I disagree. To be sure, a human being, or just a human brain, is an extremely complicated thing, and we shouldn't underestimate the scientific challenges of genetic tinkering. (I am not aware of any scientists involved in this work who do underestimate them.) A human society, though, is at the next level of complexity up, consisting as it does of millions of human beings! From the fact that we screwed up the engineering of societies (and, as Noah concedes, we didn't make a total pig's ear of it — we tamed the business cycle, for instance) it does not follow that we'll screw up the engineering of the genome.

I'm sure there will be some false steps and a few disasters, but probably we'll get it right at last and genetic engineering will deliver something that improves our lives and societies.

The catch there is the word "our." Who's going to be doing this? To whom? Private consumers, to their own germlines? State authorities, to bamboozled or bribed client groups? Mad dictators intent on creating zombie armies? Who, whom? No social advance is free of these considerations, but they'll be unusually acute if genetic engineering takes off.

Even without genetic engineering, a lot of what is hoped for can be accomplished by germline screening and selection. This has already started up. The who-whom factor is present here, too, though in a muted form, as you are working with variations that currently exist, not deliberately manufactured, never-before-seen variations.

Another possibility you don't see discussed much is that human intelligence may just cease to matter. It matters now, (a) for individuals — it's a very good predictor of your life outcome — and (b) for nations, since your population's IQ profile correlates strongly with stability and success.

Suppose, however, that our clever machines were to get really clever — cleverer than us ourselves, so that there wasn't much useful work left for us to do. Clever enough to do our manufacturing and lawyering and doctoring and legislating and administrating, leaving us to sit under palm trees strumming ukeleles while we wait for the robo-butler to bring us mint juleps. What would human IQ matter in a lotus-eating world like that?

Some researchers think that the high IQ of "Arctic" populations — East Asians, Europeans — is a consequence of a challenging lifestyle back in the paleolithic — having to hunt big game across frozen tundra in competition with other large carnivores. In places where the population just had to lounge around waiting for breadfruit to fall from trees, natural selection was not so intense. Possibly — the world-IQ map does bear an uncanny resemblance to your high-school climate-zones chart: frigid, temperate, tropical. (But then, why aren't Eskimos all chess champions? They're not.)

So perhaps in a lotus-eating world IQ will just cease to matter, as physical strength ceased to matter when we all quit pitching hay or shoveling coal and went to work tapping keyboards in office cubes.
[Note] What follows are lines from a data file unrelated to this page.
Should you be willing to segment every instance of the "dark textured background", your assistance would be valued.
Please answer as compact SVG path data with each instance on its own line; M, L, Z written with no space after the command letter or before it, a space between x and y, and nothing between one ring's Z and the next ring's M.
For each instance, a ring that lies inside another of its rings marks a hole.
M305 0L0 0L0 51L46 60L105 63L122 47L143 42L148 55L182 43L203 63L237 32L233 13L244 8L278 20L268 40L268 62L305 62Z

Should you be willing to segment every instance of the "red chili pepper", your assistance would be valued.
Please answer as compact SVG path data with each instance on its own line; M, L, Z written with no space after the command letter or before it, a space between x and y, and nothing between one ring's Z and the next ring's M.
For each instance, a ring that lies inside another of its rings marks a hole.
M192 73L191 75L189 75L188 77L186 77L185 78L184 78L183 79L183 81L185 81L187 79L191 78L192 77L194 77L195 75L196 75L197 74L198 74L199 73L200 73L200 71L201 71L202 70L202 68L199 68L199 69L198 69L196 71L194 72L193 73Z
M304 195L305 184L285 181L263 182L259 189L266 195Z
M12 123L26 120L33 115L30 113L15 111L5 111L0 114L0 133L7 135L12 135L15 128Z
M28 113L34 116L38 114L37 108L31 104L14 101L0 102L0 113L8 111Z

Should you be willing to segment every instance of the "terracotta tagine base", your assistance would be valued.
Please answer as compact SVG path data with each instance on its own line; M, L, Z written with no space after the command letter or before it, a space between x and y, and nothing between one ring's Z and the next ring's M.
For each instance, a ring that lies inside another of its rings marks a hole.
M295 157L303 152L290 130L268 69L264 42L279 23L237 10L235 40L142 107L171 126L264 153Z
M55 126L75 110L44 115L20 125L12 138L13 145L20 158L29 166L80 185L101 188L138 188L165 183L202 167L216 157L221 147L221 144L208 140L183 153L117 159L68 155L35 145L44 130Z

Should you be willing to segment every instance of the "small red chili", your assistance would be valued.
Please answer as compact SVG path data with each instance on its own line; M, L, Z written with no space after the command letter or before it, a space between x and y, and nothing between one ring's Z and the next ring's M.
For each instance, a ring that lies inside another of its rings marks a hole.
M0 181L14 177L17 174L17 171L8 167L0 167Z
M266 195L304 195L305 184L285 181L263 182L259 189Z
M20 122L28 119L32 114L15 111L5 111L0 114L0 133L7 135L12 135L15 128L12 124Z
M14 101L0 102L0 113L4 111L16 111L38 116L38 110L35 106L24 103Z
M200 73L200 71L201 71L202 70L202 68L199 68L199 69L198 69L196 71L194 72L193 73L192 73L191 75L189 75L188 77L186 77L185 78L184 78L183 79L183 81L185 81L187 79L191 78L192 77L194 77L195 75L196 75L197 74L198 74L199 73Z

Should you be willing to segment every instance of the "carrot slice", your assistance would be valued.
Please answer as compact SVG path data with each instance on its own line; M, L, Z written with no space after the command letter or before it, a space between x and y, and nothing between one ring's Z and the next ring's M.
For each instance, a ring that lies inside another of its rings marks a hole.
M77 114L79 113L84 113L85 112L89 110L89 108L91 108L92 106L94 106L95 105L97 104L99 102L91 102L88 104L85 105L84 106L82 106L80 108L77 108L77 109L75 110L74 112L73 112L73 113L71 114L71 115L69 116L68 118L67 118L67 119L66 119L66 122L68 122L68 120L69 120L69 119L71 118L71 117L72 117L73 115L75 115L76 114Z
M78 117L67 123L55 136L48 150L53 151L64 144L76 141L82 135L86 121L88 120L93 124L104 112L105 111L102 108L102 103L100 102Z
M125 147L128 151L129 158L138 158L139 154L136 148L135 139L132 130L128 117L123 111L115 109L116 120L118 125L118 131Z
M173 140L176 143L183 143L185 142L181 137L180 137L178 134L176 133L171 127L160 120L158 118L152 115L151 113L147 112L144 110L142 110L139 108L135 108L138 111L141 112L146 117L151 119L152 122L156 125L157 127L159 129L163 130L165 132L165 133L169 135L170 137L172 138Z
Perhaps we'll keep up our smarts anyway for cosmetic, mating-display purposes, as sedentary office-wallahs nowadays work out at the gym, but it won't matter.

Yes: with some luck, and a bit of sense, and — hey! — enhanced intelligence, either human or artificial, we probably will science our way out of it. All the shrieking and pointing and jumping on chairs while clutching our skirts will likely look pretty silly to our grandkids.

A precondition for that to come about, though, is that at some point we actually stop the shrieking, pointing, and skirt-clutching, and discuss these issues calmly, like rational adults. Is that point about to arrive? I very much hope so.